Do young women who graduate from college get a raw deal in the business world?
Well, the American Association of University Women found that men who are just a year out of college make 20% more than their female peers. And guess what? The women never catch up.
As a group, women college students earn higher grades and participate more actively on campuses than the guys. Lots of other research shows this. Yet employers tend to fall over the graduates with the Y chromosome.
That’s exactly the question that Hannah Seligson, a 20something asked when she embarked on writing a book, New Girl on the Job: Advice from the Trenches.
Seligson, who wrote about her post-college job odyssey in a story in The New York Times yesterday, concludes that the experience young women face in the working world can be blamed partly on sexism. Yet she also believes that young women don’t do as good a job as the men in cultivating real world skills that will get them promotions and raises.
Reading the story reminded me of my own experience when I graduated from the University of Missouri.

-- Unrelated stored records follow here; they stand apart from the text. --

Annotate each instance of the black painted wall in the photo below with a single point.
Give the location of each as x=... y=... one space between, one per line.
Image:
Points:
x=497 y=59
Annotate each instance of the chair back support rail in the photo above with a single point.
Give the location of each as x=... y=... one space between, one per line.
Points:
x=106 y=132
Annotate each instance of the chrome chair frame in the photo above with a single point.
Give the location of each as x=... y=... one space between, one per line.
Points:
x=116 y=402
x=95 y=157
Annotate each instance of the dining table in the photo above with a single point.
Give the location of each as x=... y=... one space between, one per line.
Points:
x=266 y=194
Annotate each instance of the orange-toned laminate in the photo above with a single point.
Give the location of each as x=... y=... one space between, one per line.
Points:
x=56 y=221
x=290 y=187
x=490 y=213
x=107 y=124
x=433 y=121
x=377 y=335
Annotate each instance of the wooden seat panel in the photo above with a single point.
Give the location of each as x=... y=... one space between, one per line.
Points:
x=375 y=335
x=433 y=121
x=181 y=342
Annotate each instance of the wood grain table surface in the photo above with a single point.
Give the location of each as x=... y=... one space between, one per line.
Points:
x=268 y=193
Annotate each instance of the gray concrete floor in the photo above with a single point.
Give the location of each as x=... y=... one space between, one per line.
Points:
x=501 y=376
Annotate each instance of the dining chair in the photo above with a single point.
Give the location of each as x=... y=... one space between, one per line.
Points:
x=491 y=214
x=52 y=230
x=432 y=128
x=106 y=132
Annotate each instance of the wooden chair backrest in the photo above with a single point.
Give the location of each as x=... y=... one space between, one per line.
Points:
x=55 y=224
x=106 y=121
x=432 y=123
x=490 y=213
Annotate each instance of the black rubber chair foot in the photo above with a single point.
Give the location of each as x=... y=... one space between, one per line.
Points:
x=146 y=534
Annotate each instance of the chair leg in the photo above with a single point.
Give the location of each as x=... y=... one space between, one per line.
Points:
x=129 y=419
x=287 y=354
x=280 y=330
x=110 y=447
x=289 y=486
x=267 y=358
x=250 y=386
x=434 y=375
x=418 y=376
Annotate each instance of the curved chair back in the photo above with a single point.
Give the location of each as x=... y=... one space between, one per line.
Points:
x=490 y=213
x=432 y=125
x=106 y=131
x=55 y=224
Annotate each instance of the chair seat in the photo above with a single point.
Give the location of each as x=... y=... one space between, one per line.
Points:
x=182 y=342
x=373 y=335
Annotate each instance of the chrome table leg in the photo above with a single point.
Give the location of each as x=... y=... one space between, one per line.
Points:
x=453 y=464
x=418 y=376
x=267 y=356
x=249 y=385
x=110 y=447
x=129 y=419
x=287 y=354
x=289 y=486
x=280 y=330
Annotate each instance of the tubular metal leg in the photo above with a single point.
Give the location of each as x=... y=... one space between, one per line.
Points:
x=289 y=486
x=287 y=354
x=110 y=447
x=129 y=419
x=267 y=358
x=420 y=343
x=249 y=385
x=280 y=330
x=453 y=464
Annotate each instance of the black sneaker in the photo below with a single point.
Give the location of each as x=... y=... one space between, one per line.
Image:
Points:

I had never experienced sexism at Mizzou and I certainly hadn’t at my all-girls’ high school.
I was hardly prepared then for what I encountered at the newsroom of the Memphis Press-Scimitar (now defunct) just a couple of weeks after graduating from college. While several young new hires arrived with me, I was the sole woman.
Consequently, I was the only new reporter who was expected to write the newspaper’s obituaries. When the weeks went by and none of the other new reporters were assigned to this task — the obit writer was expected to show up for work at 5:30 a.m. — I discretely started asking people why I was stuck on obits?
The answer I received was stunning: Writing obits is strictly women’s work.